Neither bill is perfect, and both would benefit major gambling concerns. Also, as The Bee noted in its editorial Sunday, the revenue from legalized Internet poker would make a small dent on the state's multibillion-dollar budget deficit.
But that's not the point. Taxes on legitimate, legal gambling winnings are precisely the sort of revenue the state should be happy to collect, along with other so-called "sin taxes."
Finally, the state still has the clout to set an example for Congress and other jurisdictions. Isn't that what we often hear about more "progressive" policy initiatives? From regulating carbon dioxide emission to legalizing medical marijuana, the Golden State often gets out in front of federal law or even clashes with it.
Why not add Internet poker to that litany? Current federal law is already on shaky ground, with bipartisan support coalescing around Campbell's bill. California could provide the push Congress needs to legalize and regulate a thriving global industry.
Pia Lopez No!
Let's face it: The big push for state-sanctioned online gambling reeks of decay and decline. The arguments in its favor could be made for state-sanctioned prostitution, heroin sales, child porn sites – any number of human vices that might generate revenue for the state.
The proponents delude themselves on two fronts – that they can make such gambling safe ("consumer protection" is their mantra) and that the state will benefit by taxing it (ignoring all the social ills that come with legitimizing and encouraging the activity).
Some activities, in my view, should be left risky, so that individuals are more likely to think twice about engaging in them. As one columnist has written, online players "should know in advance that they're entirely alone if things go badly."
Government, in my view, should stay out of facilitating, legitimating and becoming dependent on revenue from activities that cause demonstrable harm to large numbers of individuals and communities.

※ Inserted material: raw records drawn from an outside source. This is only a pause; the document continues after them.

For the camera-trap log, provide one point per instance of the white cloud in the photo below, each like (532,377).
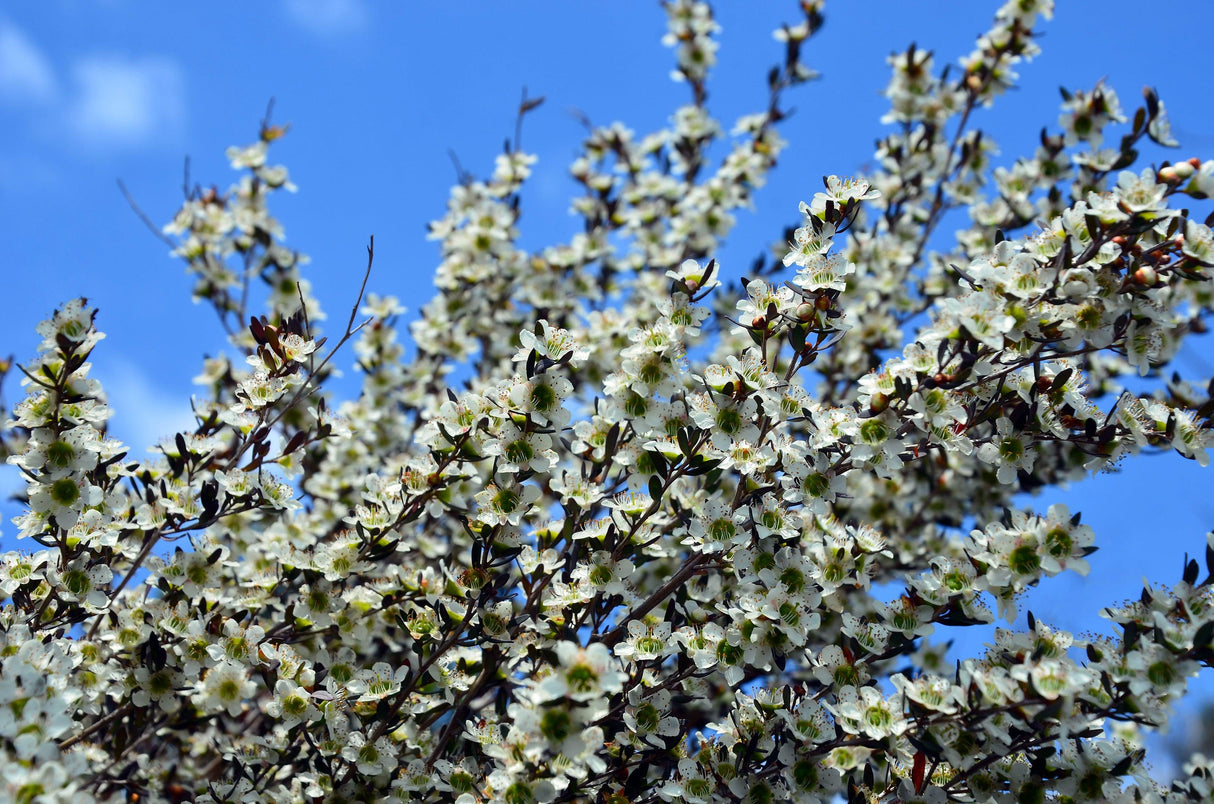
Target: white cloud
(101,100)
(145,413)
(119,101)
(24,72)
(327,17)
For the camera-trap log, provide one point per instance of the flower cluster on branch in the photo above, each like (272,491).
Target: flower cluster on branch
(614,527)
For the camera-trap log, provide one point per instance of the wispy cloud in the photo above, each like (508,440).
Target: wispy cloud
(125,101)
(100,101)
(145,413)
(26,73)
(328,17)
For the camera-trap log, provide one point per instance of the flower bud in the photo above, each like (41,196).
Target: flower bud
(1146,276)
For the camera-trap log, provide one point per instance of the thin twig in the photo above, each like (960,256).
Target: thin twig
(147,221)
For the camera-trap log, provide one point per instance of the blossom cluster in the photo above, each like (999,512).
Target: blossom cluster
(620,526)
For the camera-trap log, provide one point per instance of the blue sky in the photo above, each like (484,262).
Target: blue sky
(378,94)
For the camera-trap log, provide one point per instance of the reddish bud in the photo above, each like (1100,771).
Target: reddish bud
(1146,276)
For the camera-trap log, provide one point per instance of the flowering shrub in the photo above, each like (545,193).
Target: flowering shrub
(614,531)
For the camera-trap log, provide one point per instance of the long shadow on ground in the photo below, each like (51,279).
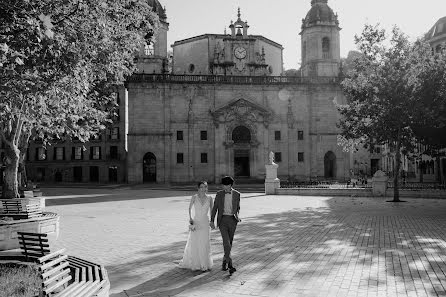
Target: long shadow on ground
(392,246)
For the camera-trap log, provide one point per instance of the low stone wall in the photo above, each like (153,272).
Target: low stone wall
(432,194)
(325,192)
(429,194)
(47,223)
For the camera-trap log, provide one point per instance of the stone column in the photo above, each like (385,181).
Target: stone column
(379,183)
(271,181)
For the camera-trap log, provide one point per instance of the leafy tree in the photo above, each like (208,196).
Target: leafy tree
(387,93)
(60,63)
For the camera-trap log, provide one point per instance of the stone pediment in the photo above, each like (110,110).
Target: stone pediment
(241,111)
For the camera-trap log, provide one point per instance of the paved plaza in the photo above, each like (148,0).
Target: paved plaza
(284,246)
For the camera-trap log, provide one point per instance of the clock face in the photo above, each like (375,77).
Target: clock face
(240,52)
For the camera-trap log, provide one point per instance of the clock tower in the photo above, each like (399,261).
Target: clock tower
(241,53)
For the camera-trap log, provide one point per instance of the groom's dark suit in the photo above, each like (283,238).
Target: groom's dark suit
(226,223)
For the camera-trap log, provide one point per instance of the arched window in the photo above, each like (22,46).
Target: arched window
(325,48)
(149,49)
(241,134)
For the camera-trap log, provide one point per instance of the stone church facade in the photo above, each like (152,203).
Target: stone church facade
(226,104)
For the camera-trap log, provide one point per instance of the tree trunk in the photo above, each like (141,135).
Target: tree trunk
(396,191)
(10,186)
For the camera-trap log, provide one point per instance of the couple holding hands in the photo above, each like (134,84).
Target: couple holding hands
(197,253)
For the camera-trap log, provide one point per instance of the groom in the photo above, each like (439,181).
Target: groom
(227,204)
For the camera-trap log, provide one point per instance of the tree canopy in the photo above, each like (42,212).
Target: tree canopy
(391,87)
(60,63)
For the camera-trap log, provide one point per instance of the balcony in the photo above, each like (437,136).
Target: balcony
(220,79)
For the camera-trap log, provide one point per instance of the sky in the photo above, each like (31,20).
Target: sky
(280,20)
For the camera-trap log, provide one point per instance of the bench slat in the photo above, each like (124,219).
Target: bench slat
(55,277)
(69,289)
(86,288)
(47,273)
(53,254)
(57,285)
(59,259)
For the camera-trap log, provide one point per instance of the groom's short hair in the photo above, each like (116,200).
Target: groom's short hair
(227,180)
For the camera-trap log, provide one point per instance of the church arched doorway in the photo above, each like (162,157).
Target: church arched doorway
(330,165)
(242,138)
(149,168)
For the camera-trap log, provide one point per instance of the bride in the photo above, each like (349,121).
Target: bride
(197,253)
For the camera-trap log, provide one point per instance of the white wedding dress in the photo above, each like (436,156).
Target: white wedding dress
(197,253)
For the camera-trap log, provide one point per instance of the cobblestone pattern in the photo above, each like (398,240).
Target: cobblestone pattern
(285,246)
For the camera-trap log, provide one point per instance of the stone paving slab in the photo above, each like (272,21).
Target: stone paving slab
(284,246)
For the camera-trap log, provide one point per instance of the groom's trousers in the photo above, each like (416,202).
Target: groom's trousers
(227,228)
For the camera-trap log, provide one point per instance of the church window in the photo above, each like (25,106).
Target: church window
(204,157)
(149,49)
(325,48)
(203,135)
(59,153)
(180,158)
(77,153)
(95,153)
(40,154)
(191,68)
(241,134)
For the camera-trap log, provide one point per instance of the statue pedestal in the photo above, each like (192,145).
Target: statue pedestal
(379,183)
(271,181)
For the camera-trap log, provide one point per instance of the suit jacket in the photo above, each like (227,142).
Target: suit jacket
(219,205)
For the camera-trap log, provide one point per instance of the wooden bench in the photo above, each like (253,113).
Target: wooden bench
(64,275)
(18,209)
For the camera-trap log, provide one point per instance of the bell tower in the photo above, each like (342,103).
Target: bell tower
(152,58)
(320,41)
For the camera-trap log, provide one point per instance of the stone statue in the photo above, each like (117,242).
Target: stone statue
(271,158)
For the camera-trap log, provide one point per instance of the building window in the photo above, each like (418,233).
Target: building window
(325,48)
(40,154)
(114,135)
(204,157)
(114,152)
(149,49)
(95,153)
(77,153)
(59,153)
(180,135)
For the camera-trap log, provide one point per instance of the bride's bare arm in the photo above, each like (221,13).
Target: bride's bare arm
(192,200)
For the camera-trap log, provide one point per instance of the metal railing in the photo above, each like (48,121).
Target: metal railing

Encouraging people to wager online with a credit card – actually making it easier for them to do so – should not be a government sponsored activity .
State-run lotteries are bad enough – writing into law the insipid, simplistic notion that this state activity supports the "rights, liberties and welfare of the people" by raising additional monies "without the imposition of additional or increased taxes." Removing barriers to online gambling, when we know that a large proportion of the money comes from problem gamblers, is unsavory, at best.

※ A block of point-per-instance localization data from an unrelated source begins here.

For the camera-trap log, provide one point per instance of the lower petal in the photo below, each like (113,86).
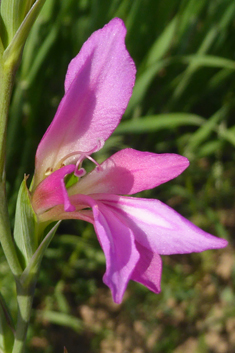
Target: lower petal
(159,228)
(119,248)
(148,269)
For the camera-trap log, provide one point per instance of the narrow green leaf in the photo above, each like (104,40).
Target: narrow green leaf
(154,123)
(6,327)
(62,319)
(33,266)
(25,225)
(13,51)
(210,61)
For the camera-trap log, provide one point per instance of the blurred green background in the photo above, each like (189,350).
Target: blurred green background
(183,102)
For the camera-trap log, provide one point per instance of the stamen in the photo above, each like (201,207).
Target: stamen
(77,158)
(48,171)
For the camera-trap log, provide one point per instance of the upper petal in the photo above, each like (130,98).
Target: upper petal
(98,87)
(130,171)
(159,228)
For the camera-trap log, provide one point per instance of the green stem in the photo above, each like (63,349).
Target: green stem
(6,80)
(24,299)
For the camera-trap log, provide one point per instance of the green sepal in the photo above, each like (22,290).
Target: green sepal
(30,273)
(7,328)
(25,230)
(16,43)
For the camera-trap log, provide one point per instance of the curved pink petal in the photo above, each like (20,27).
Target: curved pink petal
(148,269)
(130,171)
(118,244)
(52,191)
(98,87)
(159,228)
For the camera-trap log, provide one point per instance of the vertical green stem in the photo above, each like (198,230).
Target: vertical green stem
(24,299)
(6,80)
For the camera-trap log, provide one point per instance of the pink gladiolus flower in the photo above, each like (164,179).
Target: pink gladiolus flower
(132,232)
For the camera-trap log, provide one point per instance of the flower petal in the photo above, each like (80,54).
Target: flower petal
(159,228)
(118,244)
(52,191)
(148,270)
(98,87)
(130,171)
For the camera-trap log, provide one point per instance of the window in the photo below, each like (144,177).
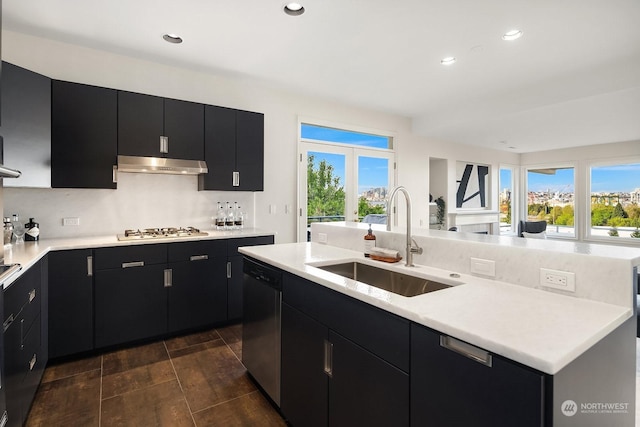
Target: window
(344,175)
(505,199)
(551,197)
(614,207)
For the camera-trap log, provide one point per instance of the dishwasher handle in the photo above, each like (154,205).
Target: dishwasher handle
(263,273)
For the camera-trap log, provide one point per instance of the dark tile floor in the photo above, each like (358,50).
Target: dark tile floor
(194,380)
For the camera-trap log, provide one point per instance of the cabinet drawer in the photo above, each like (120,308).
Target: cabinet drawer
(382,333)
(22,298)
(130,256)
(234,244)
(193,251)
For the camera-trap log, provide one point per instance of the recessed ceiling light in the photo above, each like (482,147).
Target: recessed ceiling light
(293,9)
(448,60)
(512,35)
(172,38)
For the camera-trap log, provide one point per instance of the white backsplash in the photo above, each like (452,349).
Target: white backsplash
(141,201)
(603,273)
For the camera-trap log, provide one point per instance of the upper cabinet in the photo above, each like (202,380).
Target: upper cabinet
(152,126)
(234,150)
(26,126)
(84,136)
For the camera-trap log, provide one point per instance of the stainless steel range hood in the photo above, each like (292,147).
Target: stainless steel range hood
(161,165)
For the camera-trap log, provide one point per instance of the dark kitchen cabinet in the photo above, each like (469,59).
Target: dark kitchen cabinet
(198,293)
(446,373)
(234,272)
(84,126)
(70,302)
(130,293)
(152,126)
(362,352)
(234,150)
(25,351)
(26,126)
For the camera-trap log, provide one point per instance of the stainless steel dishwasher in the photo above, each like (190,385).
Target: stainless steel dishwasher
(262,303)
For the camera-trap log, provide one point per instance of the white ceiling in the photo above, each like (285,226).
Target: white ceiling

And then there's the delusion that state-sanctioned online gambling will bring in mega-dollars in an era when political leaders shy away from broad-based taxes to pay for services. Yet encouraging spending on online gambling doesn't create wealth; it merely shifts it from other activities, creating costly social ills in its wake.

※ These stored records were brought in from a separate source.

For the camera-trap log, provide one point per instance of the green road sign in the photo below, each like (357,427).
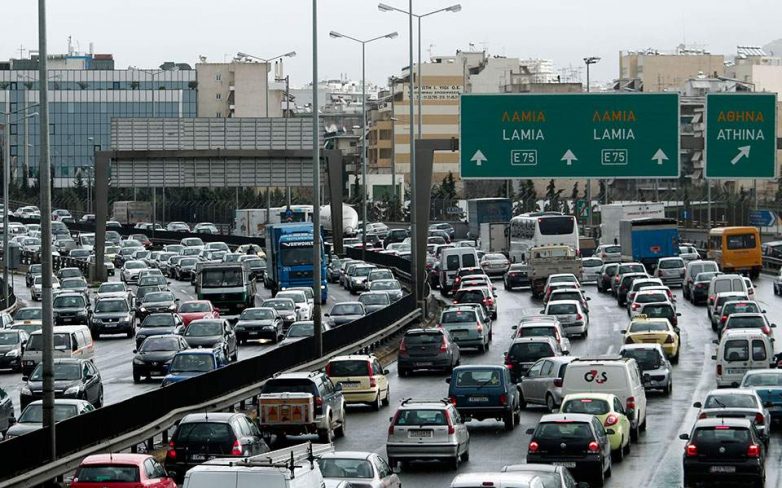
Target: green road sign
(584,135)
(741,135)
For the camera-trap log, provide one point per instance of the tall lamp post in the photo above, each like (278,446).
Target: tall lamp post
(589,61)
(267,61)
(363,43)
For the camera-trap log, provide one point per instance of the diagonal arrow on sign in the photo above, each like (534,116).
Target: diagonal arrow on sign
(743,153)
(478,157)
(569,157)
(659,156)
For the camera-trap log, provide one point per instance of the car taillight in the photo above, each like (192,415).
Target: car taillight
(171,453)
(533,446)
(753,450)
(236,450)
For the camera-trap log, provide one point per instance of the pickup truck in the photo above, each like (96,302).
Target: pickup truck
(544,261)
(302,403)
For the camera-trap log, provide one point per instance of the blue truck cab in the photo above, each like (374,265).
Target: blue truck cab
(289,258)
(485,392)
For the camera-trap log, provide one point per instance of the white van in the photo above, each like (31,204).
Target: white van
(451,260)
(739,351)
(70,341)
(276,469)
(620,376)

It seems so simple, doesn't it: Since we cannot stop people from online gambling, why not organize, license, supervise it and gain financial benefits from it? Because we'd be aiding and abetting it – assuring that we'd get more of the activity.
The promoters whine that with unlicensed online gambling "California players assume all risks" – and wax righteous that their aim is "protecting players" with the proposed "public-private partnership." In fact, this is all about giving 20-year contracts to a few chosen "hub operators" and setting up a "revenue-sharing" scheme with these favored operators.
It is time for Californians to stand up and expose this farce for what it is – a boon for a few gambling operators at a big cost to all the rest of us.
Pia Lopez is an editorial writer at The Bee.